Frieda bit her lip. She didn’t want to ask, Old enough for what?

‘We could play charades,’ said Chloë, cheerfully. ‘What time shall we arrive?’

‘What do you think?’

‘How about early afternoon? That’s what other families do. They open their presents and mooch around a bit and then they have a blow-out meal in the afternoon or early evening. We could do that.’

‘Right.’

She pulled off her slippers; holding the phone between chin and hunched shoulder, she pulled off her skirt and tights.

‘We’re bringing the champagne. Mum said. That’s her contribution. What about crackers?’

Frieda thought of Alan’s parting remark and gave herself a mental shake. ‘I’ll bring the crackers,’ she said firmly. ‘And it won’t be turkey.’

‘So what –’

‘It’s a surprise.’

Before she left the house she called Reuben. Josef answered. Loud music was playing in the background. ‘Will you and Reuben come and have Christmas dinner at my house?’ she asked, without preamble.

‘Already we are.’

‘Sorry?’

‘We agreed. You cook me an English Christmas. Turkey and plum pudding.’
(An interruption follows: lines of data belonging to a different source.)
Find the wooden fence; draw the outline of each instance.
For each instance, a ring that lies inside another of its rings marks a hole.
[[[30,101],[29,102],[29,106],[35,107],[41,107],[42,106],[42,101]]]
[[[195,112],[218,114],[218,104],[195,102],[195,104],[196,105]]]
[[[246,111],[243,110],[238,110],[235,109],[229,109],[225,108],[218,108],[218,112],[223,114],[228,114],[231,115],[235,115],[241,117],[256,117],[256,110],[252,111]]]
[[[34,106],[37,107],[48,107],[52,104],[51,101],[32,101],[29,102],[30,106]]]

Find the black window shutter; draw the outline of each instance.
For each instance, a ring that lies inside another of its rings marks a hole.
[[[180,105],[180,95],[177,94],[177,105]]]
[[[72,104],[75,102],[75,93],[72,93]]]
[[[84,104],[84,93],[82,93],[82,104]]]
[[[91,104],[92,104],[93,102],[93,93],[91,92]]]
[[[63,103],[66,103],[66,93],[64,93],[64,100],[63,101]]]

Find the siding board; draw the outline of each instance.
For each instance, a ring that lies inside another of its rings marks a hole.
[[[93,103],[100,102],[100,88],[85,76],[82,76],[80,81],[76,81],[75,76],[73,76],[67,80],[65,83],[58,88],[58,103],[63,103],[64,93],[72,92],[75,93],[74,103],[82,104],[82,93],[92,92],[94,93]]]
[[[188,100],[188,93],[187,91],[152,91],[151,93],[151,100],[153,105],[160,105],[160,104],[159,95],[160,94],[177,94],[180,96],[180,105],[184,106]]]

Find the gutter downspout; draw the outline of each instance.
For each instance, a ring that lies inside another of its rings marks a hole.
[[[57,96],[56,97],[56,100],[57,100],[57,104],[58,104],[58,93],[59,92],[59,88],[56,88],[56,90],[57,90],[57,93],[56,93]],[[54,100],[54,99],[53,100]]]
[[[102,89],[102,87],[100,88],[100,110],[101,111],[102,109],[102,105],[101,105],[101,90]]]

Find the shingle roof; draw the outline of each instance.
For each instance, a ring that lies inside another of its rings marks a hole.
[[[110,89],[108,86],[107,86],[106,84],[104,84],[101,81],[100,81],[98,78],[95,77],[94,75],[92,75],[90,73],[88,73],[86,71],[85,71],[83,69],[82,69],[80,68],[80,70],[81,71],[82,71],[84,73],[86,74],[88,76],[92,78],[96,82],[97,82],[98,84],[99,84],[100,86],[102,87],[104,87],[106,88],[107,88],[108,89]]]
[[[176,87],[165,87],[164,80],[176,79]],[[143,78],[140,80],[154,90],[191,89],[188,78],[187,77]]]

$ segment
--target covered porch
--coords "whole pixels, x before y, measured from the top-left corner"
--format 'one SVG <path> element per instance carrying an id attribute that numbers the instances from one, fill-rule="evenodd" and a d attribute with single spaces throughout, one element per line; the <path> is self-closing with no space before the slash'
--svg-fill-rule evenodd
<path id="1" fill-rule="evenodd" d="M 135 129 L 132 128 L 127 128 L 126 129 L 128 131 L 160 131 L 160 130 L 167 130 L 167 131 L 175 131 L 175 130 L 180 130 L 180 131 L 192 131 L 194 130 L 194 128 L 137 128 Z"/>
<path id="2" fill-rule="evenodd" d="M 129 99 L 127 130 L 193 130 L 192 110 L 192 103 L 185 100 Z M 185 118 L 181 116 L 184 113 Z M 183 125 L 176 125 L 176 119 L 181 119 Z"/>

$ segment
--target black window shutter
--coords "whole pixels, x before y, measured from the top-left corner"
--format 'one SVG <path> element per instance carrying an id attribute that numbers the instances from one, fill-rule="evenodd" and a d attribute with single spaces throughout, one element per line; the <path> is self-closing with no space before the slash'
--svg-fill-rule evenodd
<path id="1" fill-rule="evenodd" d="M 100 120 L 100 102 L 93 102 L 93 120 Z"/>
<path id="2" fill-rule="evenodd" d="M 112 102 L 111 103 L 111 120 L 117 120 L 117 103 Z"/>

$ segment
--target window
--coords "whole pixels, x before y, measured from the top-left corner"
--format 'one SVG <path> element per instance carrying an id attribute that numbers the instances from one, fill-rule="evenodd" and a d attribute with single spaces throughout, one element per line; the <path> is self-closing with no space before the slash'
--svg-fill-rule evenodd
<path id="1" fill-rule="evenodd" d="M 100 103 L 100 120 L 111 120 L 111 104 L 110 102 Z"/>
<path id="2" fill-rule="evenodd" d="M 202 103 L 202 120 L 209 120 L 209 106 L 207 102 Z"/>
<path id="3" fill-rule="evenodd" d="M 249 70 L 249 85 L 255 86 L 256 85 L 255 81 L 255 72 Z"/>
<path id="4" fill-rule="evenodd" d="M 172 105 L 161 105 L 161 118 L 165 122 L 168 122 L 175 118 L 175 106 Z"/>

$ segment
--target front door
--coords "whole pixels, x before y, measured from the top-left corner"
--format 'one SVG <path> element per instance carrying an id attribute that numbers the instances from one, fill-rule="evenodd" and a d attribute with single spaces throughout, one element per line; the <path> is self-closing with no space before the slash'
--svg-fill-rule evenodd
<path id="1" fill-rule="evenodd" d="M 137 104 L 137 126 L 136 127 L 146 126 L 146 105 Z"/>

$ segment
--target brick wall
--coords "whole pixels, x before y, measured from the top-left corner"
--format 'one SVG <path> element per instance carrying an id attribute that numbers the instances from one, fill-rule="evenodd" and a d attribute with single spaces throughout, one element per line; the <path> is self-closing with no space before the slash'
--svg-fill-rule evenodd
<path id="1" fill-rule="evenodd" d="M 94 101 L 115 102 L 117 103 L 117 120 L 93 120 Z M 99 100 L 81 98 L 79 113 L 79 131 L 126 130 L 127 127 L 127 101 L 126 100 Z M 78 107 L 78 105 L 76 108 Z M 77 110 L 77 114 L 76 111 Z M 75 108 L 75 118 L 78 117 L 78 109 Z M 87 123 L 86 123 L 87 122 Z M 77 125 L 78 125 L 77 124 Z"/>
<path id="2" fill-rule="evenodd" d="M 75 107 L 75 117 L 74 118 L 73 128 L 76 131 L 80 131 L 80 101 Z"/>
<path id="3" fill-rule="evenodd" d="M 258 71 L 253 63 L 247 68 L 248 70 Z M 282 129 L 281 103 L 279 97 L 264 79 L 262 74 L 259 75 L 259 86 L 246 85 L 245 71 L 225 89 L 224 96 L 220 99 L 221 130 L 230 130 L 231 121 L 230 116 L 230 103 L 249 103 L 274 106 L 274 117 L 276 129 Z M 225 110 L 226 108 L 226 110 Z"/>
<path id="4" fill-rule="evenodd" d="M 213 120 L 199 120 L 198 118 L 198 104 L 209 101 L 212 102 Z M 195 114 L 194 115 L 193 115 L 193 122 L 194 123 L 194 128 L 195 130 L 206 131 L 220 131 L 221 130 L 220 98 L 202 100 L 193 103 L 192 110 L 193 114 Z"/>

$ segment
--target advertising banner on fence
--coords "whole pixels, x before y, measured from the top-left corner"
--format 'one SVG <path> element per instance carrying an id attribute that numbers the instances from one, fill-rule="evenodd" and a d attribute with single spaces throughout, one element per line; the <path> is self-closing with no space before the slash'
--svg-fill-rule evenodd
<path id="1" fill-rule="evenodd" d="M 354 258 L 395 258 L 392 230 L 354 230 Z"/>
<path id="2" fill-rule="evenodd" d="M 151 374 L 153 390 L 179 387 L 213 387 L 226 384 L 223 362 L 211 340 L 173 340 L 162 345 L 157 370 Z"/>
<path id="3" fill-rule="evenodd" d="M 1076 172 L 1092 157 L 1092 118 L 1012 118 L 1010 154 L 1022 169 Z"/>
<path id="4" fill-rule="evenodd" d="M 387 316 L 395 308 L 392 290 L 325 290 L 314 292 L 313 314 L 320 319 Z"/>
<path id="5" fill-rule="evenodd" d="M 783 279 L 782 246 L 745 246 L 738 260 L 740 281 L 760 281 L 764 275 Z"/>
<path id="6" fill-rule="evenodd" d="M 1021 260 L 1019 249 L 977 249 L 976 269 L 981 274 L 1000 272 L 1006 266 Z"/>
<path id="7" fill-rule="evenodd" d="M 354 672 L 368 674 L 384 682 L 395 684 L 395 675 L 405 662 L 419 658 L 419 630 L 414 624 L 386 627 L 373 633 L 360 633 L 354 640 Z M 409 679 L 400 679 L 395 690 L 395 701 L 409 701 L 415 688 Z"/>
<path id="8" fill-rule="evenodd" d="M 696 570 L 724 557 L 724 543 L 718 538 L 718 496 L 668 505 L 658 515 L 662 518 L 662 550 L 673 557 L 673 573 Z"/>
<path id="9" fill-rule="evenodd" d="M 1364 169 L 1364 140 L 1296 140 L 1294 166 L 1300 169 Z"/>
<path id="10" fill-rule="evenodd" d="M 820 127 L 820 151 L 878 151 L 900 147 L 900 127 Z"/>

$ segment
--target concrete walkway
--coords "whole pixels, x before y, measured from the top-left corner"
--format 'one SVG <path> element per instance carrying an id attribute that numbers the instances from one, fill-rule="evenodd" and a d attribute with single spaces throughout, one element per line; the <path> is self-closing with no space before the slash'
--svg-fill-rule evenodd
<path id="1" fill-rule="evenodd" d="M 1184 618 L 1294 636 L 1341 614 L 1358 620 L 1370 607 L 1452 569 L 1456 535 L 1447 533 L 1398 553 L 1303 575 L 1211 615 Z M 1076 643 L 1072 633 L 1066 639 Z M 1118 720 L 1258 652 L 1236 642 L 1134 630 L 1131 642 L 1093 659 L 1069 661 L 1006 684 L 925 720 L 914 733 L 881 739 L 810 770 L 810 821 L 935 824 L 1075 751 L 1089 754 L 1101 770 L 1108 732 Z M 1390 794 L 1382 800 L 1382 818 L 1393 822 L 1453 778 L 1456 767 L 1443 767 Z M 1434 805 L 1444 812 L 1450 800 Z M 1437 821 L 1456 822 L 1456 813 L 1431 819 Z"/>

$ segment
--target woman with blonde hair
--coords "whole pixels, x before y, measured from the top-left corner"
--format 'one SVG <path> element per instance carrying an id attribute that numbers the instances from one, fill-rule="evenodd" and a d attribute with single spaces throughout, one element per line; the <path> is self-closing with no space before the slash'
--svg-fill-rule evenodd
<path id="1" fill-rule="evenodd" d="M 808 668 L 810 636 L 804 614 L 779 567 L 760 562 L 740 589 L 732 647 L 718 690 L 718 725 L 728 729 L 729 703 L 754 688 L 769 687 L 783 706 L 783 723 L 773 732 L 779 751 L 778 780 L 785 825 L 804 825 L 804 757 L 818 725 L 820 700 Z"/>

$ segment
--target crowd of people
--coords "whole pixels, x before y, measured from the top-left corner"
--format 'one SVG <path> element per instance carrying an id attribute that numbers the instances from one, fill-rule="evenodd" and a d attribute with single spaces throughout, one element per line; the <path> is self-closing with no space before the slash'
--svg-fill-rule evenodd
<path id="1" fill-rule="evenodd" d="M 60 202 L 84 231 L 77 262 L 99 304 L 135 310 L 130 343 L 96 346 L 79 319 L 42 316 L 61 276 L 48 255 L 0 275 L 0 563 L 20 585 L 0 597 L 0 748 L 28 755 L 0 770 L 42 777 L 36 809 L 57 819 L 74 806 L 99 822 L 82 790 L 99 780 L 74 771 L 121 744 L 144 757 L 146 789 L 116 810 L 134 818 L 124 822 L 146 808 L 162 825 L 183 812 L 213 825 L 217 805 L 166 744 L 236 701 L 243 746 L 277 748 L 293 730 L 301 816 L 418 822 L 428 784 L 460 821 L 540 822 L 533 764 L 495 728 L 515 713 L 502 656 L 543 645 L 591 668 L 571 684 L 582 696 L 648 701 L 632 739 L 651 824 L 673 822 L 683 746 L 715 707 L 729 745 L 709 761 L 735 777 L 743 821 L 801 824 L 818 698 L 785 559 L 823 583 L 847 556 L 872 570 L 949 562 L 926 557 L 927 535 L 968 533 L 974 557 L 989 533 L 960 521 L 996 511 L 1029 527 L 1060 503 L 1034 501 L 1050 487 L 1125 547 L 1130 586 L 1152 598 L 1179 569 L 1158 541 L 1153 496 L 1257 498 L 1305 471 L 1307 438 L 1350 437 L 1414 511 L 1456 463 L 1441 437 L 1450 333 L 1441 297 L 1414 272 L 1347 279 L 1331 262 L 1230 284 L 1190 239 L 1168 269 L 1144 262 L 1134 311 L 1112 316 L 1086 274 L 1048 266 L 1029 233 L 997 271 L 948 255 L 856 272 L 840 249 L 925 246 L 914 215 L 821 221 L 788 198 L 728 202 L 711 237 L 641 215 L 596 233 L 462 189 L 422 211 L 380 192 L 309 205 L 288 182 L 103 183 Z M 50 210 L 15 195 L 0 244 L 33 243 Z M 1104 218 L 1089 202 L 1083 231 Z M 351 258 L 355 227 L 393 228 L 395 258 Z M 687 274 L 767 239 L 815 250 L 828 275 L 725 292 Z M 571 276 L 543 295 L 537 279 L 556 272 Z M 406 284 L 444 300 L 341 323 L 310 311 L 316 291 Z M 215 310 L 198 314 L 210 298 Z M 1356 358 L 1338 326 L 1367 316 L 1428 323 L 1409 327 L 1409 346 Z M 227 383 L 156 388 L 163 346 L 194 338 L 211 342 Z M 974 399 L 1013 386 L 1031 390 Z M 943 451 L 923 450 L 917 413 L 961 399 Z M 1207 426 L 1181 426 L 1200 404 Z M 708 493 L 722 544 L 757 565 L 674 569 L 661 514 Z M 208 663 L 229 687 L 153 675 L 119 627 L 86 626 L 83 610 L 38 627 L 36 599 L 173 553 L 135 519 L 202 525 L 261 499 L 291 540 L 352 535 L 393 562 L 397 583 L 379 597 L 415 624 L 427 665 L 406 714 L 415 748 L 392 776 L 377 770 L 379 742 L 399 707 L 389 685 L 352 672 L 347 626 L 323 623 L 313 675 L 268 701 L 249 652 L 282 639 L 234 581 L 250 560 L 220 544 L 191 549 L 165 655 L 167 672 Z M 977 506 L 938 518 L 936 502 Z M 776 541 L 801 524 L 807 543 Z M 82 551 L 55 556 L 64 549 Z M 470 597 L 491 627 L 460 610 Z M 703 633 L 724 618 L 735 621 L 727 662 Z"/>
‘I was thinking about something a bit different. Like me not cooking it. What do you do in Ukraine for Christmas?’

‘It is my honour to prepare for my friends. Twelve foods.’

‘Twelve? No, Josef. One is fine.’

‘Twelve foods is mandatory in my home.’

‘But that’s too much.’

‘Never too much.’

‘If you’re sure,’ said Frieda, doubtfully. ‘I just thought something simple. Meatballs. Isn’t that Ukrainian?’